The final panelist, Laura Chappelle, suggested that Michigan’s approach to restructuring has fallen somewhere in between those of Illinois and Wisconsin. Like Illinois, Michigan has adopted a phased-in approach to deregulation, with full retail choice available on January 1, 2002. In preparation for this, Michigan has been running several pilot customer choice programs since the mid-1990s. Like Wisconsin, Michigan has been concerned about transmission constraints and increasing generation, particularly in the state’s baseload. While interest on the part of merchant power producers in Michigan has been favorable, most of this generation is designed only to serve intermittent needs during periods of peak demand. Michigan has also required the addition of 2,000 megawatts of new transmission capability. Chappelle agreed with Bie that taking an interest in the financial viability of state utilities was an important consideration in the work of the commission.

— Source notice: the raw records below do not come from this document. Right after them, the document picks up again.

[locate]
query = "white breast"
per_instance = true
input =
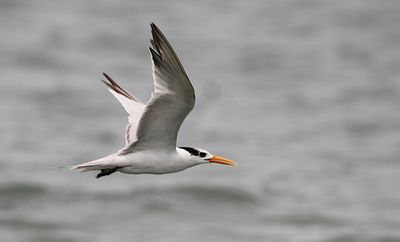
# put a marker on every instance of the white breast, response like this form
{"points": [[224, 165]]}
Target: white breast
{"points": [[147, 162]]}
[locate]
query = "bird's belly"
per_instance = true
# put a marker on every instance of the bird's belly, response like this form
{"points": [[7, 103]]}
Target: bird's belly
{"points": [[153, 166]]}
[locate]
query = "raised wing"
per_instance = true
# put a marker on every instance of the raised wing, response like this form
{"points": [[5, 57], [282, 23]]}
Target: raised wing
{"points": [[172, 100], [133, 106]]}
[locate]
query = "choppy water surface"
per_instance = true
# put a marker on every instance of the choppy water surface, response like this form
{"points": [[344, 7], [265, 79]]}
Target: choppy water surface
{"points": [[303, 94]]}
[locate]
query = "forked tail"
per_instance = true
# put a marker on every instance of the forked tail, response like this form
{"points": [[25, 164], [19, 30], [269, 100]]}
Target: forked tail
{"points": [[107, 162]]}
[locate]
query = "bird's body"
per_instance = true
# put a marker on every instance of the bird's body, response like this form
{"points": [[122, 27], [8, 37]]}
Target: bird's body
{"points": [[153, 127]]}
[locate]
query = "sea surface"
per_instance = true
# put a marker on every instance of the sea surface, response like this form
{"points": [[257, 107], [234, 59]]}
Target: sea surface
{"points": [[304, 95]]}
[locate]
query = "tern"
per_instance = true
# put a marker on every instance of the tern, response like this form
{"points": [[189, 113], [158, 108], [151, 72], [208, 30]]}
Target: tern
{"points": [[153, 127]]}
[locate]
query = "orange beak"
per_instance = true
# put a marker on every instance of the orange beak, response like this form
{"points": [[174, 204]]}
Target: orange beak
{"points": [[223, 161]]}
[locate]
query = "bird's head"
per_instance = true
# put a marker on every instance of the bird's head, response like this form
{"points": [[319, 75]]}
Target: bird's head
{"points": [[202, 156]]}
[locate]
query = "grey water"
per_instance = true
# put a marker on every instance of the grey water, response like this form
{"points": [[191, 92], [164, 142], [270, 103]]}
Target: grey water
{"points": [[304, 95]]}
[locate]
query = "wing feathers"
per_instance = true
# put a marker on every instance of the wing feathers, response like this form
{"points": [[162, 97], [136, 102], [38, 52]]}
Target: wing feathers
{"points": [[172, 100]]}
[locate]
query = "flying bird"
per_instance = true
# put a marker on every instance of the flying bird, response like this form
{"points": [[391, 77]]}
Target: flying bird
{"points": [[153, 126]]}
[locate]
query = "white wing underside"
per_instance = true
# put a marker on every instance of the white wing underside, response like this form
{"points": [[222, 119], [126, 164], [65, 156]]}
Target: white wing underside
{"points": [[133, 106], [155, 125]]}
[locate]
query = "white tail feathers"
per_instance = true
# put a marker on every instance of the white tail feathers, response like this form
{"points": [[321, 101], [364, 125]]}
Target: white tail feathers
{"points": [[99, 164]]}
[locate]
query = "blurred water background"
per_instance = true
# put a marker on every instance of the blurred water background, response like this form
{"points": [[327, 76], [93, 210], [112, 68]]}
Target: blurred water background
{"points": [[305, 95]]}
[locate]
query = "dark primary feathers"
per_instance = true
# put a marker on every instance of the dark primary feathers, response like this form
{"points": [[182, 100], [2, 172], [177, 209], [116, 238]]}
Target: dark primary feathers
{"points": [[172, 100]]}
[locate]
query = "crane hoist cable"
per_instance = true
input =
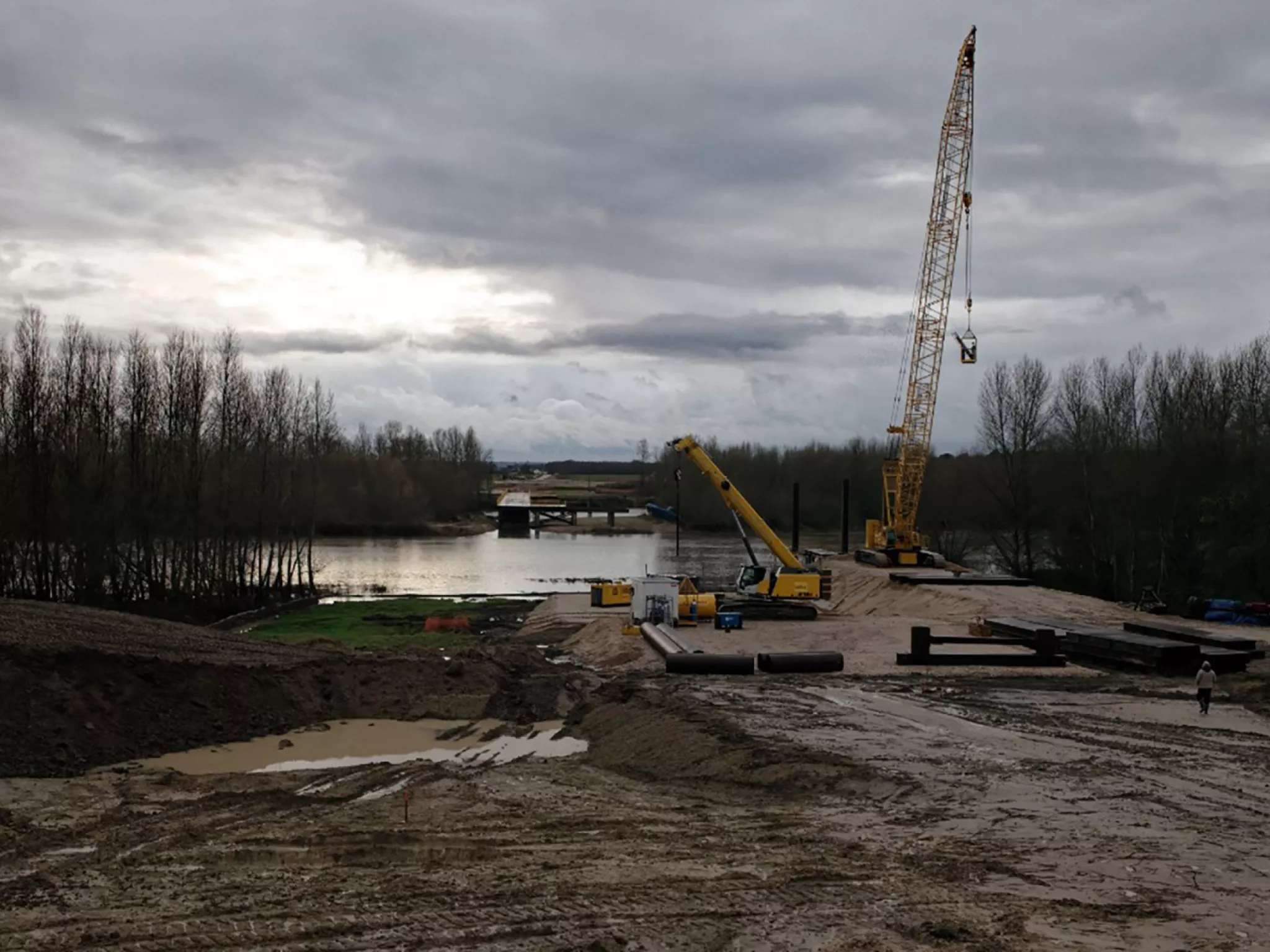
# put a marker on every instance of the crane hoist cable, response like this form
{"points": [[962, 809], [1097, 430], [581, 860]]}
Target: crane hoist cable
{"points": [[895, 537]]}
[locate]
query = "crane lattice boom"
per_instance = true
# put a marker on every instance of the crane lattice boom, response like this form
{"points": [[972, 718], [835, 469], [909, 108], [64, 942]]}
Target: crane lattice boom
{"points": [[904, 475]]}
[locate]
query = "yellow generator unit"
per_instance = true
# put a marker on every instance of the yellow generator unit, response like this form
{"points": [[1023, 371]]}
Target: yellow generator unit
{"points": [[704, 603], [605, 594]]}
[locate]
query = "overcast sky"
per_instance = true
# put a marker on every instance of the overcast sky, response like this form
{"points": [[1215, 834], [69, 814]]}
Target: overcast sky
{"points": [[577, 224]]}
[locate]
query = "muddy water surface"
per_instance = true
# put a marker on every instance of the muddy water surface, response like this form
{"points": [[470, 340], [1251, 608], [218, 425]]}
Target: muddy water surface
{"points": [[362, 742]]}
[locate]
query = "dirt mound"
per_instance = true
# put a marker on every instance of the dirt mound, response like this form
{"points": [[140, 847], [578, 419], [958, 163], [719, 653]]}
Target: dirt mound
{"points": [[866, 591], [109, 690], [602, 645], [48, 627], [665, 735]]}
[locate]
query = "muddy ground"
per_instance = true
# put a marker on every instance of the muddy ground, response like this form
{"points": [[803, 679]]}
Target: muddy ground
{"points": [[873, 810]]}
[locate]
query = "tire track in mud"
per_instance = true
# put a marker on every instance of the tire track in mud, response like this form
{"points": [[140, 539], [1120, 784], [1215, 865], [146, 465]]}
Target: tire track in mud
{"points": [[458, 923]]}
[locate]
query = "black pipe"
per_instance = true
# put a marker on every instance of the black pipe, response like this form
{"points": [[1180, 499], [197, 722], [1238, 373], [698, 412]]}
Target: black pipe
{"points": [[846, 514], [709, 664], [660, 644], [672, 635], [799, 662]]}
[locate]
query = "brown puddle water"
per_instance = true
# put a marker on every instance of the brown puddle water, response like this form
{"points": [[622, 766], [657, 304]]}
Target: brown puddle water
{"points": [[362, 742]]}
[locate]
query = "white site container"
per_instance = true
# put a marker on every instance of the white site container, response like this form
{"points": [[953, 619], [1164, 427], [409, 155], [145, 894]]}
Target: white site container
{"points": [[655, 598]]}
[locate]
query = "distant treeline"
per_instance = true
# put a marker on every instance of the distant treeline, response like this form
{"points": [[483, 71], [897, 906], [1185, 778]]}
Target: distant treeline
{"points": [[173, 478], [579, 467], [1105, 479], [1155, 471], [766, 477]]}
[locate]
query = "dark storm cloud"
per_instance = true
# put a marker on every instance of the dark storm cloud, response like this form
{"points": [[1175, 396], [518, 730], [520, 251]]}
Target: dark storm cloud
{"points": [[774, 154], [653, 139], [189, 152], [681, 335]]}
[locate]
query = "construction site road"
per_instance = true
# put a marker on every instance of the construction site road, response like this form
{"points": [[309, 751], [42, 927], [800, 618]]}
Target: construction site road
{"points": [[876, 810], [818, 814]]}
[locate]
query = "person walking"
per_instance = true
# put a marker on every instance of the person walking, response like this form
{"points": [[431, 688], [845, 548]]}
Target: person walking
{"points": [[1204, 683]]}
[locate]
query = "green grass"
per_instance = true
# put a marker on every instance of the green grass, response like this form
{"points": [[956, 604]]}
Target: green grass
{"points": [[351, 624]]}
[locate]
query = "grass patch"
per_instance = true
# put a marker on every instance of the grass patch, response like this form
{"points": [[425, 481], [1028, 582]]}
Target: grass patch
{"points": [[397, 622]]}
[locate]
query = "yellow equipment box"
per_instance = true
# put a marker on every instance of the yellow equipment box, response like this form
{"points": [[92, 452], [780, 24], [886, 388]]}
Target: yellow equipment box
{"points": [[605, 594]]}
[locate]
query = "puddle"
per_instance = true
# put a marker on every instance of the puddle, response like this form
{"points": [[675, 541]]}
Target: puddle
{"points": [[357, 743]]}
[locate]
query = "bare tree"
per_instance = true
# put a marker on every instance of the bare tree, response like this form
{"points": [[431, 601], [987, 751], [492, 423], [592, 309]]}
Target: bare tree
{"points": [[1014, 420]]}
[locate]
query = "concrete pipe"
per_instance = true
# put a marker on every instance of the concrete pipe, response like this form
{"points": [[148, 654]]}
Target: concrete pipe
{"points": [[799, 662], [660, 644], [689, 648], [709, 664]]}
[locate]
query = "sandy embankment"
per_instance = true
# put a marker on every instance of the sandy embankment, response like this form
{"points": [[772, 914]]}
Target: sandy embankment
{"points": [[869, 621]]}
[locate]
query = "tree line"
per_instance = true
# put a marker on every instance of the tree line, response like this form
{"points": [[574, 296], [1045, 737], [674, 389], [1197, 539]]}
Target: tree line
{"points": [[1105, 478], [1110, 478], [171, 478]]}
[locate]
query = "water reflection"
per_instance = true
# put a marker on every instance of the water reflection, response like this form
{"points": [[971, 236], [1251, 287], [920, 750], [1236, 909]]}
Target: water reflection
{"points": [[549, 562]]}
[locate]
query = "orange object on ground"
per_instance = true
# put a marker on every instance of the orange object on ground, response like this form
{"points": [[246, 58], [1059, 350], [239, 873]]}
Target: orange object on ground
{"points": [[435, 624]]}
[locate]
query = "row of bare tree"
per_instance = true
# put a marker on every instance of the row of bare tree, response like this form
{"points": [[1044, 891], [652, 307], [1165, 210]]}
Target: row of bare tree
{"points": [[1150, 472], [173, 477], [1103, 479]]}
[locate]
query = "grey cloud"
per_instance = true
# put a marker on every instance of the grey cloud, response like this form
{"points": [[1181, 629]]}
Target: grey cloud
{"points": [[318, 342], [671, 148], [187, 152], [681, 335], [1137, 301]]}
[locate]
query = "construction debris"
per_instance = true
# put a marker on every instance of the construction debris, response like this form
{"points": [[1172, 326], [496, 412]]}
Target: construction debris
{"points": [[1042, 643], [1152, 645]]}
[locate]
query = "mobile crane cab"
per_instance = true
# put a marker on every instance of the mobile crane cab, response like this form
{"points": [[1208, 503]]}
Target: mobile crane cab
{"points": [[784, 591]]}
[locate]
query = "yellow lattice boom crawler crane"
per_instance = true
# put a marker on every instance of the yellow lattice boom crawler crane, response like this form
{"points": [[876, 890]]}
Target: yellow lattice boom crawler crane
{"points": [[895, 540]]}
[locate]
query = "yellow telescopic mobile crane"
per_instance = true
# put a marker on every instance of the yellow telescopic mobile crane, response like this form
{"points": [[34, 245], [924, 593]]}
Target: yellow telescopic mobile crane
{"points": [[781, 592], [895, 540]]}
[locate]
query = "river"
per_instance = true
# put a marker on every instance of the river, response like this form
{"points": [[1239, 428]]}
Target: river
{"points": [[549, 562]]}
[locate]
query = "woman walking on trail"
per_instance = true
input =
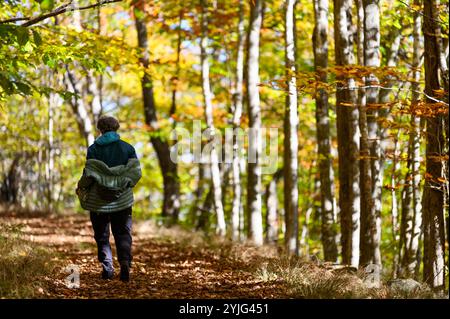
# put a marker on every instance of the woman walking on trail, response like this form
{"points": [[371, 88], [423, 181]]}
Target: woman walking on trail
{"points": [[105, 189]]}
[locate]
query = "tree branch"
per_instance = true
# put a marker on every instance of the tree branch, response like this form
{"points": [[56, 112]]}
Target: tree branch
{"points": [[60, 10]]}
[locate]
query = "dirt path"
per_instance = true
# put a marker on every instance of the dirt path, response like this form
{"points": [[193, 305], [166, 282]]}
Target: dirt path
{"points": [[167, 264]]}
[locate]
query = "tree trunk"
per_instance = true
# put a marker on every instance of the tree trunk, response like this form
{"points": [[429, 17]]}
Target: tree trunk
{"points": [[237, 113], [372, 58], [272, 209], [394, 202], [433, 199], [368, 15], [290, 135], [412, 210], [207, 97], [254, 114], [365, 169], [320, 43], [348, 136], [84, 122], [169, 169]]}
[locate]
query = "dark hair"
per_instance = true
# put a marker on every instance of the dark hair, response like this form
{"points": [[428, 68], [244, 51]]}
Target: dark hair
{"points": [[107, 124]]}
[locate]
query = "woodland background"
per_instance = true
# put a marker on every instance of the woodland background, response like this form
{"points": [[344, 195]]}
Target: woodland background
{"points": [[357, 88]]}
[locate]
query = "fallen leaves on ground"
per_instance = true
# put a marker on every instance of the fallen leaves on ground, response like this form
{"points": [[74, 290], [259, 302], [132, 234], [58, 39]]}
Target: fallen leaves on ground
{"points": [[166, 264]]}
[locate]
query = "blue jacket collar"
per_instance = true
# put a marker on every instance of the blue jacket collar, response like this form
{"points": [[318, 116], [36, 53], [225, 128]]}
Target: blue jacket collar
{"points": [[107, 138]]}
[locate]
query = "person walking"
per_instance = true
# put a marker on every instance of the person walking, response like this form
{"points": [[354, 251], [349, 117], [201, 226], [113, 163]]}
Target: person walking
{"points": [[106, 190]]}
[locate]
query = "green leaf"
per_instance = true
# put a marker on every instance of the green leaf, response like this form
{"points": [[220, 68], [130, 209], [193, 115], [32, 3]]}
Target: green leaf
{"points": [[23, 88], [22, 36], [47, 5], [37, 38]]}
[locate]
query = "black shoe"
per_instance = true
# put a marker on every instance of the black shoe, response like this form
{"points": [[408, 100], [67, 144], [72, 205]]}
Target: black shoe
{"points": [[125, 273], [107, 274]]}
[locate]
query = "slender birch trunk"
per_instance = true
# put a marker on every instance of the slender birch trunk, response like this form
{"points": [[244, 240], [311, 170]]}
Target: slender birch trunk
{"points": [[254, 113], [320, 43], [207, 97], [348, 136], [237, 113]]}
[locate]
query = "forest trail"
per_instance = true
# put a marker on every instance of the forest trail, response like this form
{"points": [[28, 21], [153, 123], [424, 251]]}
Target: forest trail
{"points": [[167, 263]]}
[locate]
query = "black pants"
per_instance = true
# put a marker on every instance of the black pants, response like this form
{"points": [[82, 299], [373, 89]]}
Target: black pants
{"points": [[121, 228]]}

Chappelle reported that since the reported that since the retail market opened in January, only 1% of load has switched suppliers. She also identified several issues facing the Michigan Commission. These include adopting a code of conduct for utilities, working with utilities to resolve disputes over performance standards, and making stranded cost determinations. Chappelle suggested that the real success of restructuring would depend on creating confidence that electricity markets will work.


The views of the presenters at the conference clearly demonstrate the complexity and challenges facing electricity policy. In the Midwest, transmission issues are particularly important, and it is hoped that MISO will emerge as the organization best able to manage the regional transmission needs of the Midwest. An important aspect of transmission policy will be identifying needed infrastructure investments in the electricity grid. It is also clear that the rules of the road for electricity policy are still being created. Federal and state regulators are sorting out new roles and responsibilities in response to the many changes that have occurred in the electricity sector. While wholesale electric market restructuring has been embraced, extension to retail markets is occurring at a much more cautious pace. What is clear is that the utility industry has vigorously restructured; and returning to the old paradigm, that involved closely regulating vertically integrated monopoly utilities, seems highly unlikely.

An additional issue for the Midwest, given its dependence on coal-fired generation, is how to deal with utility plant emissions. Movement toward a cap-and-trade emissions reduction market may enable power suppliers to achieve multipollutant emissions reductions more cost effectively, while increasing electricity generation.

Finally, the need for electricity policy that addresses the changing market is not going away. While the national recession lowered electricity demand, and lower fuel prices have helped provide some breathing room over the past year for electricity policymakers, fundamental infrastructure investments and rules governing emerging electricity markets still need to be determined. Without critical infrastructure upgrades and investments in the national electricity grid, it is uncertain whether a strained electricity system will be adequate to support future economic growth.


1 Stranded costs are investments made by regulated utilities that may not be recovered through utility rates as a result of changing regulatory or market conditions.

2 Eutrophication is the process by which lakes gradually age and become more productive. However, human activity, including air pollution, has accelerated this process causing water pollution from excessive plant nutrients.

Opinions expressed in this article are those of the author(s) and do not necessarily reflect the views of the Federal Reserve Bank of Chicago or the Federal Reserve System.